Study: We Plan Ahead in Uncertain Social Situations

Nov. 29, 2021 — Forward thinking — a kind of rapid-fire contingency planning in the brain — seems like an obvious skill to deploy in games against an opponent with predictable moves. But a new study suggests that people do this just as much when they face an unpredictable adversary.

Plenty of previous research has documented how people use forward thinking for non-social tasks like navigating unfamiliar terrain or planning family vacations. The new study, published in eLife, offers fresh evidence of how people can also use forward thinking in an effort to exert control over social situations.

For the new study, researchers asked 48 people to sit in brain scanners while playing different versions of a classic bargaining exercise known as the ultimatum game that requires people to fight over how to share $20. Games always started with one player offering $5 to their opponent.

In the predictable scenarios, rejection of this offer would be met with a $2 increase and acceptance of this offer would be met with a $2 decrease. But in the unpredictable scenarios, there was no logic to how much the offer might increase or decrease in response to acceptance or rejection. Contestants played 40 rounds, alternating between these scenarios.

Scientists noticed that people played differently when they thought they could control the game. With predictable scenarios, people took longer to decide each move and ultimately received higher offers.

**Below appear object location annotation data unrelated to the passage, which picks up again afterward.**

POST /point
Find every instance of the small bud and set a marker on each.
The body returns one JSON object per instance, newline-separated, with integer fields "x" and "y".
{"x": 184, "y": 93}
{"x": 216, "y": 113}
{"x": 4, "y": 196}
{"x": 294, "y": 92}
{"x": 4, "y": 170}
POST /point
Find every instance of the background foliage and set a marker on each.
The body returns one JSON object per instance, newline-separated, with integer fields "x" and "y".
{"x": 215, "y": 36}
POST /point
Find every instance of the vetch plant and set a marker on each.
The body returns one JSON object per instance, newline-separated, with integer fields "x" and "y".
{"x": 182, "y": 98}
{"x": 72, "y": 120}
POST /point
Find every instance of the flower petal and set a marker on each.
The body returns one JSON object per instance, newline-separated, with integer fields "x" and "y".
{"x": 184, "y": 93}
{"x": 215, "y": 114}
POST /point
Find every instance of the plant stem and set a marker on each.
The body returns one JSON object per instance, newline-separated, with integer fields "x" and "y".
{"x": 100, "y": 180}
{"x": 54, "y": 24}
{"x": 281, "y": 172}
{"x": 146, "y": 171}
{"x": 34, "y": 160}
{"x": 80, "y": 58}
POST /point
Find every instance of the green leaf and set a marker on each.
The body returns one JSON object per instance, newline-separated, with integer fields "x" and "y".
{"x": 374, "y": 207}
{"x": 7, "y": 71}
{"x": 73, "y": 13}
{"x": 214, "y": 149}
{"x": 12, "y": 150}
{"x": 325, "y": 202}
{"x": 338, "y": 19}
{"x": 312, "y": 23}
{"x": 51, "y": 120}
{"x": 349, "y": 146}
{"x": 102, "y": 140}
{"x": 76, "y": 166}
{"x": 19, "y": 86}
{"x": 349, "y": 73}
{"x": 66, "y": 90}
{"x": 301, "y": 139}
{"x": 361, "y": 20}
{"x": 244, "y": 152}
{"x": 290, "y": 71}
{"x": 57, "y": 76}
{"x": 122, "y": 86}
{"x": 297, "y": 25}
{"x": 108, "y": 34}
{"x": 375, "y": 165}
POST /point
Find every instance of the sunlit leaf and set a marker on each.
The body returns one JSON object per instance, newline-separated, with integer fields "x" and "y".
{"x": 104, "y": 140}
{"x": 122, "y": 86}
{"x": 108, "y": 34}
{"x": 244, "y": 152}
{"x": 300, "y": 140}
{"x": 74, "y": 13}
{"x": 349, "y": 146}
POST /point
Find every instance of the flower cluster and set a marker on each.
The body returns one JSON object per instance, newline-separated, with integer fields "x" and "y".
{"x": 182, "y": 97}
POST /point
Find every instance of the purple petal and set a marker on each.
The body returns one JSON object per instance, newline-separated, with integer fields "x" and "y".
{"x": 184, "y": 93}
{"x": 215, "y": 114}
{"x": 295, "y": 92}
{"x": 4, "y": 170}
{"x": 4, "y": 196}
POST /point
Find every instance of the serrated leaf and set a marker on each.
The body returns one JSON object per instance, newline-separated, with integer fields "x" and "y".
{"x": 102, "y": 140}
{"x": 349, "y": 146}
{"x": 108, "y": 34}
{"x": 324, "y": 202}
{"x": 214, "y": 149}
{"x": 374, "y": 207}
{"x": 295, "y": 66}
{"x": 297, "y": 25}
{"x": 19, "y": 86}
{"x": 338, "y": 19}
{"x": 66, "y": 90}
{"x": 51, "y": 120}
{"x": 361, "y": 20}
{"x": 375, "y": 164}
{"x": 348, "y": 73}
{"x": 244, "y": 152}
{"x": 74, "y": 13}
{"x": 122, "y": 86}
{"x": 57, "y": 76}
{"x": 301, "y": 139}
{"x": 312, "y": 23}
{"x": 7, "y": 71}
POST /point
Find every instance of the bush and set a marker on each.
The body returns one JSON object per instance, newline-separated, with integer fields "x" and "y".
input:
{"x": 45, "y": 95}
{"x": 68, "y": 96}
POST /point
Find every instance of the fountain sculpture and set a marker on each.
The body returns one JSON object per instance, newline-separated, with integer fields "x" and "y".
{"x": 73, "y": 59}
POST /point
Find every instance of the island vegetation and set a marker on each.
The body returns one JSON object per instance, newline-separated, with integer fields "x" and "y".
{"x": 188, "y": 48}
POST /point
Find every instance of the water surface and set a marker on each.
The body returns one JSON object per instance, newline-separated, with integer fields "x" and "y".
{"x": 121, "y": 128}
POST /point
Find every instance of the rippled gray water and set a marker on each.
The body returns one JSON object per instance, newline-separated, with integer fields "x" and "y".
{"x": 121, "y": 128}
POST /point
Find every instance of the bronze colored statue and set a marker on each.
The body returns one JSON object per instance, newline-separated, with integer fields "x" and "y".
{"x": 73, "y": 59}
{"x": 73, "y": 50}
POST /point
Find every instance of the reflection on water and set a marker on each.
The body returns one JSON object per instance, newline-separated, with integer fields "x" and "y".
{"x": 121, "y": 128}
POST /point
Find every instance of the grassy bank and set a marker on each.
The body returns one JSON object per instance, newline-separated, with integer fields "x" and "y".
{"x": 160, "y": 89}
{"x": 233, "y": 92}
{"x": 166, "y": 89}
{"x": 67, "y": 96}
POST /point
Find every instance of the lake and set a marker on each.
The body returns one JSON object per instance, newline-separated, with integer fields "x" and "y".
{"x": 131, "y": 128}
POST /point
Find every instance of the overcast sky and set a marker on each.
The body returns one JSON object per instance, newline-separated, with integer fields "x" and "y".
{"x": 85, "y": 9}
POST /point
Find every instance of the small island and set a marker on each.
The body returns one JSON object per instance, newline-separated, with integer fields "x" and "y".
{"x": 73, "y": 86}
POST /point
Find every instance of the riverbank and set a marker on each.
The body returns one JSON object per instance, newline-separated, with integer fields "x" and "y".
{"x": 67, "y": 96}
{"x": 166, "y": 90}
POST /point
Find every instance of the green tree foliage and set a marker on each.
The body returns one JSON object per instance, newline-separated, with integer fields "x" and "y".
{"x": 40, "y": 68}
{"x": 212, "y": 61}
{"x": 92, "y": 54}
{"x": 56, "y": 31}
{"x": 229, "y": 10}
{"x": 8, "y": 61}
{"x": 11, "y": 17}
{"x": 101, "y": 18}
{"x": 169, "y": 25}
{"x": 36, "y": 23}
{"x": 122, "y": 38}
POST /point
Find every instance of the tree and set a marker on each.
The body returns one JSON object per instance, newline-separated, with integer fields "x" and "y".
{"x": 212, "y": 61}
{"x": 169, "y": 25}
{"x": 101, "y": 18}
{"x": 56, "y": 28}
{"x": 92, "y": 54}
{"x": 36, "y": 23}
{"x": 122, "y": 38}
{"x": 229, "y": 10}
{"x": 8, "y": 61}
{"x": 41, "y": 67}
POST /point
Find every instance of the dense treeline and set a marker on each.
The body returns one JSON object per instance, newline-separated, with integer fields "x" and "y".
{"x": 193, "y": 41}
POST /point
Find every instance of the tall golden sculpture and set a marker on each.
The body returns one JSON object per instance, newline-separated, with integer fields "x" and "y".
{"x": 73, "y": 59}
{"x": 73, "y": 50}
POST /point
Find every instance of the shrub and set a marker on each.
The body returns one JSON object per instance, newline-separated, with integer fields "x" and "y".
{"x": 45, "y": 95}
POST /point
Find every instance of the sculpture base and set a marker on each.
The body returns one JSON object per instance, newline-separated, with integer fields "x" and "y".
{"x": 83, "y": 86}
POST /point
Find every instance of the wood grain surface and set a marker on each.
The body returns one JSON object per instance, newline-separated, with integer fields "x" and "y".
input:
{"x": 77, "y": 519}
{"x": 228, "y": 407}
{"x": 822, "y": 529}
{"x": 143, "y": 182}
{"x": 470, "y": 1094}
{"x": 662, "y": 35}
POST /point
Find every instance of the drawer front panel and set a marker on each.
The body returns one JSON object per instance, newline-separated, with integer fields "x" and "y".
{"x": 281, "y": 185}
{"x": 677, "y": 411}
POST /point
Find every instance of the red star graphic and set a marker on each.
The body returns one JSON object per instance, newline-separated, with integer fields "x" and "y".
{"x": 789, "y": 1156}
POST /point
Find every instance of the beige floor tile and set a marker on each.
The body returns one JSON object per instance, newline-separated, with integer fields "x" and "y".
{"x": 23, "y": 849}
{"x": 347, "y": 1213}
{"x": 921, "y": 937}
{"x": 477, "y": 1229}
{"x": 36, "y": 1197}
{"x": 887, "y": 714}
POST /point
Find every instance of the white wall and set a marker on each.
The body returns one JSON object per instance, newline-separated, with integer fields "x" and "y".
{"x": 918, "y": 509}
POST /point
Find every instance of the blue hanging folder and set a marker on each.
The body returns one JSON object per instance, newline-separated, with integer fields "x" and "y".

Interestingly, players told investigators they felt in control about 40% of the time when playing the unpredictable scenario. And when players played another round of games against a computer, they felt in control of the outcomes more than half of the time regardless of whether they were playing a predictable or unpredictable scenario.

Researchers then ran a computer simulation of these games to predict how many moves ahead players would think before accepting or rejecting each offer. In both the predictable and unpredictable versions of the game, computer models more closely matched outcomes from games between human players when the machines assumed people would think at least two moves ahead.

While this social experiment didn’t involve real money changing hands, the outcomes do suggest two fascinating things about human nature: We may think we’re in control even when that’s not true, and we will try to think ahead to outsmart an adversary whether or not this strategizing can actually influence the outcome.